Solving equations involving permutations and combinations

Question

I need to solve for $n$ if $$P^n_4=60\times C^n_2$$I’ve gotten up to $$n(n-1)(n-2)(n-3)=30n(n-1)$$

Answer 1

Now your equation can be simplified to

$n(n-1)[(n-2)(n-3)-30]=0$ which can be further simplified to

$n(n-1)[n^2-5n-24]=0$

From here we get following values

$n=-3,0,1,8$

Now since $n\geq4$

$n=8$ is your answer.

Answer 2

By eliminating common terms on both sides, you get $(n-2)(n-3)=30$, or $n^2-5n-24=0$. Positive solution is $n=8$.

Answer 3

You are nearly there!

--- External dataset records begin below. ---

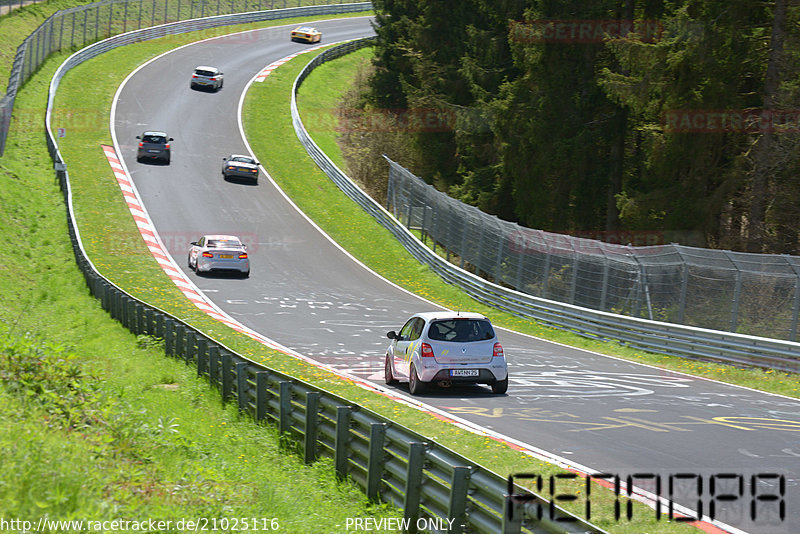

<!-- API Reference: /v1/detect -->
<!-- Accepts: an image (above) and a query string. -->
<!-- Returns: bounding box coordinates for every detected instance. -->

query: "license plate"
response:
[450,369,480,376]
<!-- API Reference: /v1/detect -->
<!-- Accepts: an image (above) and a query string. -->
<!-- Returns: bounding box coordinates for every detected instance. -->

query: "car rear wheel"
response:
[491,377,508,395]
[383,354,397,386]
[408,365,425,395]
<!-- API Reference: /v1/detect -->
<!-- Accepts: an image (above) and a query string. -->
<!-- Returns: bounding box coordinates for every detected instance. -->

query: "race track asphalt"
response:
[113,17,800,534]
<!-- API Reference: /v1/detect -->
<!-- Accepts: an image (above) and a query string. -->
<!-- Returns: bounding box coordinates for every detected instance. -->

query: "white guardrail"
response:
[40,3,605,534]
[291,39,800,372]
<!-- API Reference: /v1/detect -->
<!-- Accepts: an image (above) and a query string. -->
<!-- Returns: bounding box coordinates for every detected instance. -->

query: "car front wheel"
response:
[383,354,397,386]
[408,365,425,395]
[491,377,508,395]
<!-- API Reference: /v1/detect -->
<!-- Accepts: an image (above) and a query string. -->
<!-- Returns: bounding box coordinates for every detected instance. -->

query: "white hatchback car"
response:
[384,312,508,395]
[189,235,250,277]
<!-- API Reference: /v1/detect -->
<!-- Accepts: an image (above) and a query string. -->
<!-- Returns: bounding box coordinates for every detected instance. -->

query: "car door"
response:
[400,317,425,377]
[392,317,419,378]
[189,237,206,265]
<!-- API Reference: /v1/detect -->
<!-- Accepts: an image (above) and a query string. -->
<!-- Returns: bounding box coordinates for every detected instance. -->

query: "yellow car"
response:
[292,26,322,43]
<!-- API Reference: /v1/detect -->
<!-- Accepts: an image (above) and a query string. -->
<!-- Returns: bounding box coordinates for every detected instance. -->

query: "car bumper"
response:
[136,149,169,159]
[417,363,508,384]
[197,259,250,273]
[222,169,258,180]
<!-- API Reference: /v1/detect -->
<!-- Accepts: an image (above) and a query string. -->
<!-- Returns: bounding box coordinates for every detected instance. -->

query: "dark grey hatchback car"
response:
[136,132,173,163]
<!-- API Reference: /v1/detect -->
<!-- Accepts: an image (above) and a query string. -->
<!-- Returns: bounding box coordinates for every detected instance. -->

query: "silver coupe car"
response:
[136,132,173,165]
[384,312,508,395]
[222,154,258,184]
[189,235,250,277]
[189,65,225,91]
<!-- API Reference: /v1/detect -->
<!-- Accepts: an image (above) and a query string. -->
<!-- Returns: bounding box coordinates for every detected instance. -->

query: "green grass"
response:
[282,49,800,406]
[0,10,410,533]
[243,51,712,532]
[0,6,792,532]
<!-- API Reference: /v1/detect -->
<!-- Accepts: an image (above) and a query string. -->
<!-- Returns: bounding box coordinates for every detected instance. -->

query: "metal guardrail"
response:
[0,0,371,156]
[37,6,604,534]
[291,40,800,372]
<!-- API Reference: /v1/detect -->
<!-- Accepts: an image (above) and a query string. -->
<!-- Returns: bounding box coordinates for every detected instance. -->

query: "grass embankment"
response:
[276,49,800,397]
[0,11,397,533]
[243,47,695,533]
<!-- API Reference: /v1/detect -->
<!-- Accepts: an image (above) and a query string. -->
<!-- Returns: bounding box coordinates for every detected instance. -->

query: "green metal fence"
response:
[40,4,603,534]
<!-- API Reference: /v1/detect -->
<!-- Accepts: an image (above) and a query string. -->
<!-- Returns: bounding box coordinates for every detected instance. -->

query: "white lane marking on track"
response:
[97,25,748,532]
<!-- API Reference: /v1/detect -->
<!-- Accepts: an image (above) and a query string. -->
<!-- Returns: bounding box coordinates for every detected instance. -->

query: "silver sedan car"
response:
[189,235,250,277]
[222,154,258,184]
[384,312,508,395]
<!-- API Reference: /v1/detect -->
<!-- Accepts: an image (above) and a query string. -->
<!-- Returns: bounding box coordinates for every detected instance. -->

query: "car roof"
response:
[203,234,242,243]
[414,311,488,322]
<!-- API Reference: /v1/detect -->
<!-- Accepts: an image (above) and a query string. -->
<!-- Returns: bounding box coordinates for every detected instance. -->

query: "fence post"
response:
[143,308,156,337]
[447,466,472,534]
[784,254,800,341]
[236,362,249,413]
[403,442,425,534]
[175,323,186,358]
[678,262,689,324]
[334,406,352,479]
[164,317,175,356]
[256,371,269,421]
[367,423,386,501]
[220,350,233,404]
[278,380,292,434]
[303,391,322,464]
[724,250,742,332]
[193,337,209,367]
[208,346,220,386]
[502,495,524,534]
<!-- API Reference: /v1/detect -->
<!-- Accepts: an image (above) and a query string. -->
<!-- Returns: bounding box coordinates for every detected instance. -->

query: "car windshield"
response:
[206,239,242,248]
[142,135,167,145]
[428,319,494,343]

You got$$n(n-1)(n-2)(n-3)=30n(n-1)$$Now shift all the terms to one side to get$$n(n-1)\Big[(n-2)(n-3)-30\Big]=0$$So $n$ could be $0,1$ or such that$$(n-2)(n-3)-30=0\\\implies n^2-5n-24=(n-8)(n+3)=0\\\therefore n=0,1,-3,8$$If you define $P^n_4=\displaystyle\frac{n!}{(n-4)!}$, you need $n\ge4$. This leaves you with the answer $n=8$.